Because current claim forms only contain procedures performed and a seldom-used field for device failures or recalls, Levinson wrote in a letter addressed to CMS Acting Administrator Andrew M. Slavitt that it has become increasingly difficult to monitor how much Medicare pays for defective or recalled devices, which have doubled in number from 2003 through 2012.
When questioned by Senators Elizabeth Warren (D-MA) and Charles Grassley (R-IA) last year, Levinson was unable to come up with exact figures for how much Medicare had spent on failed or recalled devices, but estimated the figure was likely in the billions, according to the Regulatory Affairs Professional Society (RAPS).
Since then, and in order to come up with its own preliminary report, Levinson wrote that HHS had to perform complex audit procedures and a time-consuming process to obtain medical records to identify $5.1 billion in Medicare payments to providers, and $501 million in beneficiary copayments and deductibles related to replacements and related services for seven cardiac devices implanted into 72,710 Medicare beneficiaries.
"Our ongoing review shows that the lack of medical device-specific information in the claims data impedes the ability of the Centers for Medicare & Medicaid Services (CMS) to readily identify and effectively track Medicare’s total costs related to the replacement of recalled or defective devices," Levinson wrote. "Inclusion of the DI portion of the UDI on claim forms would be an important step in the identification of the model and manufacturer of an implanted device."
Levinson acknowledged a co-signed letter by FDA and CMS sent in July to the Accredited Standards Committee X12 supporting the inclusion of the device identifier (DI) portion – which identifies the device labeler and the specific version or model of the device – of the UDI on the claim forms. According to Slavitt and FDA Commissioner Robert Califf, UDI numbers would allow researchers to study device performance over time, quickly identify safety issues associated with the device, and allow payers to calculate value-based reimbursement.

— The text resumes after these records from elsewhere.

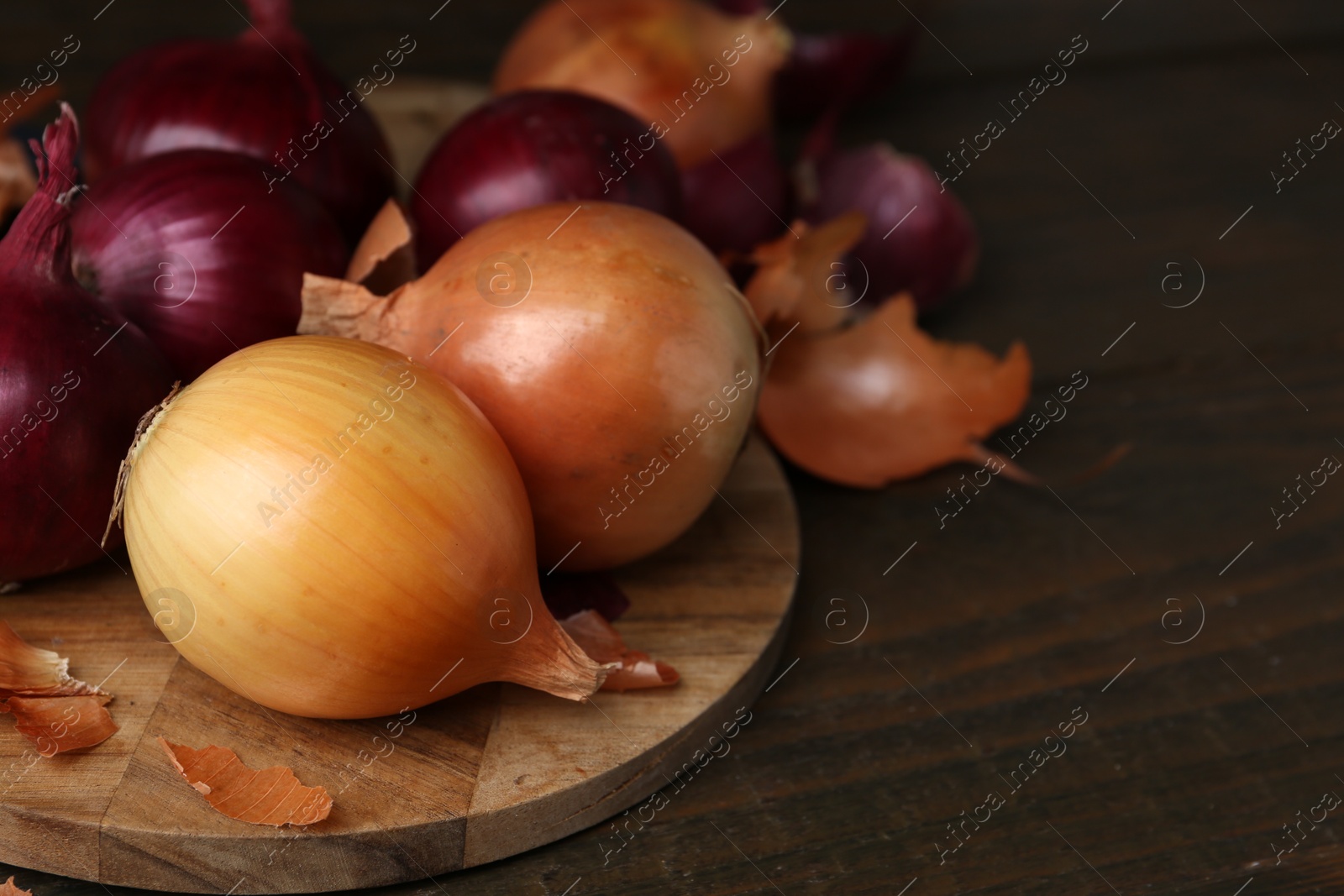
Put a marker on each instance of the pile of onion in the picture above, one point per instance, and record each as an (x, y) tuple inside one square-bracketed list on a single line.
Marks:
[(699, 78), (199, 253), (354, 539), (605, 344), (74, 379), (535, 147), (264, 94)]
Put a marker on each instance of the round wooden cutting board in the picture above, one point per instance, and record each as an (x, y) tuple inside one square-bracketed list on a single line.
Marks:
[(474, 778)]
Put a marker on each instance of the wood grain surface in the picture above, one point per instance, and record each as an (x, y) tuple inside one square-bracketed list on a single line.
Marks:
[(990, 631), (470, 779)]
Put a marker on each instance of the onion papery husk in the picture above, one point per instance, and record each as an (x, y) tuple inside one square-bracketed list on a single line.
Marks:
[(880, 401), (866, 399), (606, 345), (649, 55), (400, 569)]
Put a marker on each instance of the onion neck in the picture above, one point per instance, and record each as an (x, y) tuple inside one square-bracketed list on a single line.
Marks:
[(558, 667), (38, 244)]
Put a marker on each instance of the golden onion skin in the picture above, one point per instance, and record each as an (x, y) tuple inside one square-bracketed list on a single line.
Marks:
[(327, 527), (608, 347)]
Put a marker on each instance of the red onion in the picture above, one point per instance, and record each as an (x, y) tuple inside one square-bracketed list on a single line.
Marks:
[(264, 94), (530, 148), (833, 70), (739, 199), (837, 70), (920, 237), (74, 382), (198, 251)]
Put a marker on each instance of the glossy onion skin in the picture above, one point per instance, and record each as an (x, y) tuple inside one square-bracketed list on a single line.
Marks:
[(354, 593), (242, 96), (74, 380), (199, 253), (530, 148), (647, 55), (628, 335)]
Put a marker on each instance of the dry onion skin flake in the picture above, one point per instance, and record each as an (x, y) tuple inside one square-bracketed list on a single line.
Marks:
[(342, 533)]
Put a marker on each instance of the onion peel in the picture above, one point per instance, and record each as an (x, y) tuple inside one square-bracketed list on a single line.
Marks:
[(882, 401), (604, 644), (60, 725), (268, 797), (34, 672), (385, 257), (792, 282)]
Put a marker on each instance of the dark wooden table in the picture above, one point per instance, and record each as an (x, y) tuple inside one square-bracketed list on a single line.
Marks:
[(1159, 600)]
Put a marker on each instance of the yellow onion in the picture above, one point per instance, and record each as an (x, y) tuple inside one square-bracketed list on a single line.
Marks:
[(605, 344), (331, 530)]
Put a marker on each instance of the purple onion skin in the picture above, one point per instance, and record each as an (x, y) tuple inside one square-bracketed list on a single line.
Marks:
[(74, 380), (837, 70), (242, 96), (535, 147), (738, 201), (199, 253), (931, 253)]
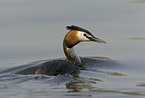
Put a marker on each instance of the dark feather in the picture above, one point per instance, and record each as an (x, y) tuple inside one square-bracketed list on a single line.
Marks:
[(56, 67), (73, 27)]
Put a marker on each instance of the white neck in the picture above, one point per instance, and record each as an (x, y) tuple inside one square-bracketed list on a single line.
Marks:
[(71, 56)]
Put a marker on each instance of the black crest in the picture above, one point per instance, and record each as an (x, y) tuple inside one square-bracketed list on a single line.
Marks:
[(73, 27)]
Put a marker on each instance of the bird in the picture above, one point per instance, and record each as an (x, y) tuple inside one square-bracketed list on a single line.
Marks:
[(72, 62)]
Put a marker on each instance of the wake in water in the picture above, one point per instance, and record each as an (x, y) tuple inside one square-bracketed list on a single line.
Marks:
[(91, 65)]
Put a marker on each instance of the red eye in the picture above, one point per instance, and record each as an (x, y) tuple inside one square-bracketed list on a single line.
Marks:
[(85, 34)]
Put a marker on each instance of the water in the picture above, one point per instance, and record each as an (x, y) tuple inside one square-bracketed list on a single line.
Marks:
[(31, 32)]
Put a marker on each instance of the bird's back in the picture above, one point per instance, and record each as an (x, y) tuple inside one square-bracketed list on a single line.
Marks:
[(56, 67)]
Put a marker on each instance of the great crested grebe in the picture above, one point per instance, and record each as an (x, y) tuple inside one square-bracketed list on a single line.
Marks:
[(73, 62)]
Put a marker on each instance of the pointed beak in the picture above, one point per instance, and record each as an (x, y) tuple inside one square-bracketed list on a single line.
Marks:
[(96, 40)]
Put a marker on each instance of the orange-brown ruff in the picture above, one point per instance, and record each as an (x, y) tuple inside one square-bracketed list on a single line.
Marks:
[(73, 62), (71, 38)]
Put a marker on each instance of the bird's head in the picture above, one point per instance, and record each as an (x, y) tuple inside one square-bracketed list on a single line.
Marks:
[(78, 34)]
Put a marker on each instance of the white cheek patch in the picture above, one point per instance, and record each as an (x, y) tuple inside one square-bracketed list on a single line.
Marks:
[(81, 36)]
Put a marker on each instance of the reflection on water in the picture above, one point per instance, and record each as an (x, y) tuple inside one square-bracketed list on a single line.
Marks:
[(137, 38), (81, 83)]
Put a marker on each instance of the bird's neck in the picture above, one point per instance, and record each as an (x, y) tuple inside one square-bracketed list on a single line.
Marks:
[(70, 54)]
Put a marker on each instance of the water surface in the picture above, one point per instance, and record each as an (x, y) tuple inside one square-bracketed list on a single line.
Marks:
[(31, 32)]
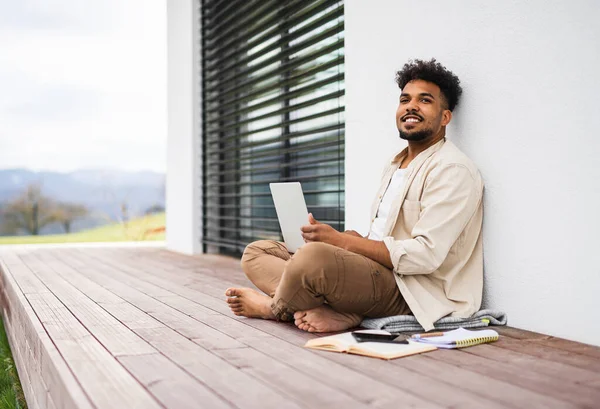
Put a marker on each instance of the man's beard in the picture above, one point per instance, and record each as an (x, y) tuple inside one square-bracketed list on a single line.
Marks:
[(416, 136)]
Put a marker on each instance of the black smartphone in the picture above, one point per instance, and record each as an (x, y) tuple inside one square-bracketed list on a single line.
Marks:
[(369, 337)]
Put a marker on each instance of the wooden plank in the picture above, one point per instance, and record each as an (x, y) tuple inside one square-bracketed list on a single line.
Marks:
[(107, 383), (294, 384), (168, 316), (24, 325), (548, 353), (172, 386), (589, 351), (65, 284), (229, 381), (518, 360), (368, 380), (548, 385), (285, 331), (217, 321), (468, 379)]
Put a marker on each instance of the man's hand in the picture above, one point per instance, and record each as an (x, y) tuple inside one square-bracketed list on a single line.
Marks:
[(316, 231)]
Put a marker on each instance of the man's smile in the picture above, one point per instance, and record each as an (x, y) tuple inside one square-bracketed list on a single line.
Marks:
[(411, 118)]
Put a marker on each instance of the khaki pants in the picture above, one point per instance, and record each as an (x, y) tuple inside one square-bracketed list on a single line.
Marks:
[(320, 273)]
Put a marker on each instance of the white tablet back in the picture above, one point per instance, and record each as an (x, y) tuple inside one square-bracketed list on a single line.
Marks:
[(291, 212)]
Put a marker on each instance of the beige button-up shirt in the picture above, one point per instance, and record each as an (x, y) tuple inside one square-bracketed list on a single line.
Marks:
[(433, 233)]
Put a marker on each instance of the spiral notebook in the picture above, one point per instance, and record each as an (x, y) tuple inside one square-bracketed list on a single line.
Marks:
[(460, 338)]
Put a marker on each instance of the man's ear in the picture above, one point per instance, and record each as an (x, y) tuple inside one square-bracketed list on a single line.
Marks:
[(446, 117)]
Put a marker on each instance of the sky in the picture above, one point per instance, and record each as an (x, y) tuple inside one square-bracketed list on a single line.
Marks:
[(83, 84)]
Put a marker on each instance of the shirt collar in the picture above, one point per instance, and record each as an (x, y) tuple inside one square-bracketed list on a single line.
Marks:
[(400, 157)]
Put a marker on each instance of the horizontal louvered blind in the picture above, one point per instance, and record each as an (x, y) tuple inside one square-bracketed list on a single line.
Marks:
[(273, 111)]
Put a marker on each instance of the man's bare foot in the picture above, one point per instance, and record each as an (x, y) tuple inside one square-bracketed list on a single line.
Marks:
[(325, 319), (249, 303)]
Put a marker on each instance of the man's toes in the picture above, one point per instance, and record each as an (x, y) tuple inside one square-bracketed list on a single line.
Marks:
[(298, 315), (233, 292)]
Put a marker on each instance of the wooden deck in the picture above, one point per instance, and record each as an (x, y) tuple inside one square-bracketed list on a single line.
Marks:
[(146, 328)]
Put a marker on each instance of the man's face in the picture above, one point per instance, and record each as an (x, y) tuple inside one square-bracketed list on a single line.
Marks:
[(421, 112)]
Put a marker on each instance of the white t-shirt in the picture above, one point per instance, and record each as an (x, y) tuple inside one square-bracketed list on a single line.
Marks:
[(393, 190)]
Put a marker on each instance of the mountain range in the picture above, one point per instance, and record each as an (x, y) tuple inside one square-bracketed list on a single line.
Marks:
[(103, 192)]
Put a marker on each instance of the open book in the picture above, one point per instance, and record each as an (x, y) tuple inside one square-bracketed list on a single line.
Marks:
[(346, 343), (460, 338)]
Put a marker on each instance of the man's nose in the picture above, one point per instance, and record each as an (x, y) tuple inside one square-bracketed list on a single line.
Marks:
[(412, 106)]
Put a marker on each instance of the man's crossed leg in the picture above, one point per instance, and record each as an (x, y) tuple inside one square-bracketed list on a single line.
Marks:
[(321, 287)]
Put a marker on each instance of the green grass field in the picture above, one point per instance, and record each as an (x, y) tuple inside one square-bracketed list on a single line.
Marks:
[(11, 394), (135, 230)]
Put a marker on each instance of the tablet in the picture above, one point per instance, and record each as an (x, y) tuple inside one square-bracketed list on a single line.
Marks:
[(291, 212)]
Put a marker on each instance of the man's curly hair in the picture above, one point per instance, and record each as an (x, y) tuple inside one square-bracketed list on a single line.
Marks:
[(432, 71)]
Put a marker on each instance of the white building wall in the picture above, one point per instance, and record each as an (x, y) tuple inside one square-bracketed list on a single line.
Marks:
[(528, 118), (183, 202)]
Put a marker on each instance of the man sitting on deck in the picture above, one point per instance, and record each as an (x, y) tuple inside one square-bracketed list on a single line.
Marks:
[(423, 255)]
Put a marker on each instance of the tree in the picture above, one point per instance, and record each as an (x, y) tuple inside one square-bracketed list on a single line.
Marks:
[(67, 213), (29, 212)]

"We suggest that CMS collaborate with the Accredited Standards Committee X12 to include the DI on the next version of the claim forms to assist in identifying the costs to Medicare for recalled or defective medical devices, help ensure patient safety, and safeguard Medicare trust funds," Levinson reiterated in his own letter to Slavitt.
He also suggested that future claim forms should eventually not only contain device identifier information, but also production identifier (PI) data, which identifies the device’s lot or batch, its serial number, its expiration date, its manufacturing date, or its HCT/P (Human Cell, Tissue or Cellular or Tissue-Based Product) identification code.
Medtech association AdvaMed backs the development of medical device identification but says integrating them in billing records remains a “challenging and complex proposition” that needs to be evaluated further to ensure it is practical, the Wall Street Journal reported previously.